Combien d'entreprises suisses sont concernées par une transmission dans les prochaines années ?

Selon les études convergentes de Credit Suisse et Bisnode D&B, plus de 75'000 PME suisses seront concernées par une transmission d'ici 2031, soit environ une PME sur cinq. Ces transmissions impliquent près de 500'000 emplois, ce qui en fait un enjeu économique majeur. Le phénomène touche particulièrement les entreprises individuelles et les fondateurs de la génération du baby-boom proches de la retraite.

Comment trouver un repreneur pour son entreprise en Suisse ?

Plusieurs canaux existent.

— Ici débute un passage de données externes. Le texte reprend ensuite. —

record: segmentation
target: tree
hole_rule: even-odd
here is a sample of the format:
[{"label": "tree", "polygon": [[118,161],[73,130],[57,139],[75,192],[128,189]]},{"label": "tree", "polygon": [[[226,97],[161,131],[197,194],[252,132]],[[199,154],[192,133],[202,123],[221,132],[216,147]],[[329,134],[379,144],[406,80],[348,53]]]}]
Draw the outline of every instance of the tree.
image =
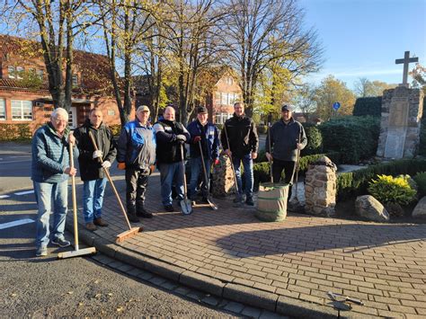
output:
[{"label": "tree", "polygon": [[351,115],[355,94],[346,87],[344,82],[328,75],[316,88],[315,101],[320,118],[328,120],[333,115],[333,104],[336,102],[341,103],[337,114]]},{"label": "tree", "polygon": [[55,108],[71,108],[73,43],[76,35],[93,22],[90,7],[84,0],[4,2],[4,19],[14,19],[19,33],[40,39]]},{"label": "tree", "polygon": [[381,81],[369,81],[366,77],[360,77],[355,83],[355,94],[358,97],[382,96],[383,91],[395,86],[395,84],[388,84]]},{"label": "tree", "polygon": [[[314,31],[302,28],[304,13],[294,0],[231,0],[224,25],[229,64],[240,73],[246,112],[253,112],[261,75],[287,68],[291,79],[316,71],[322,50]],[[273,92],[273,90],[272,90]]]}]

Le réseau personnel du cédant (contacts professionnels, associations sectorielles) constitue le premier canal, souvent sous-utilisé. Les intermédiaires spécialisés comme Business Broker AG, Success & Career ou les fiduciaires avec réseau forment un deuxième canal, pertinent pour les entreprises de plus de 2 millions CHF. Les plateformes de mise en relation directe comme PME-Market permettent d'atteindre un large public de repreneurs à l'échelle nationale avec transparence sur les critères. Les chambres de commerce cantonales (CVCI, CCIG, HIV ZH) et la plateforme Relève PME de l'Union suisse des arts et métiers offrent également des ressources et des mises en contact neutres.

Qu'est-ce qu'une clause d'earn-out dans une transmission d'entreprise ?

Une clause d'earn-out est un mécanisme contractuel par lequel une partie du prix de vente (typiquement 10 à 30 %) est conditionnée aux performances futures de l'entreprise, généralement sur un à deux ans après la cession. Les indicateurs retenus sont le plus souvent le chiffre d'affaires, l'EBITDA ou le résultat net, avec un seuil de déclenchement et un plafond. Ce mécanisme aligne les intérêts du vendeur et de l'acheteur, mais nécessite une définition très précise des règles comptables (retraitements, exclusions, définition de l'EBITDA) pour éviter les litiges.

Qu'est-ce que la liquidation partielle indirecte et comment l'éviter ?

La liquidation partielle indirecte (LPI, Art. 20a LIFD) requalifie en revenu imposable un gain en capital normalement exonéré, lorsque quatre conditions cumulatives sont réunies : vente d'une participation d'au moins 20 % détenue en fortune privée, transfert vers la fortune commerciale de l'acquéreur (typiquement une holding), distribution dans les cinq ans suivant la vente de substance préexistante non nécessaire à l'exploitation, et participation du vendeur à l'opération. La parade contractuelle standard consiste à inclure dans le contrat de cession une clause par laquelle l'acheteur s'engage à ne pas distribuer cette substance préexistante pendant cinq ans, sous peine d'indemnisation du vendeur.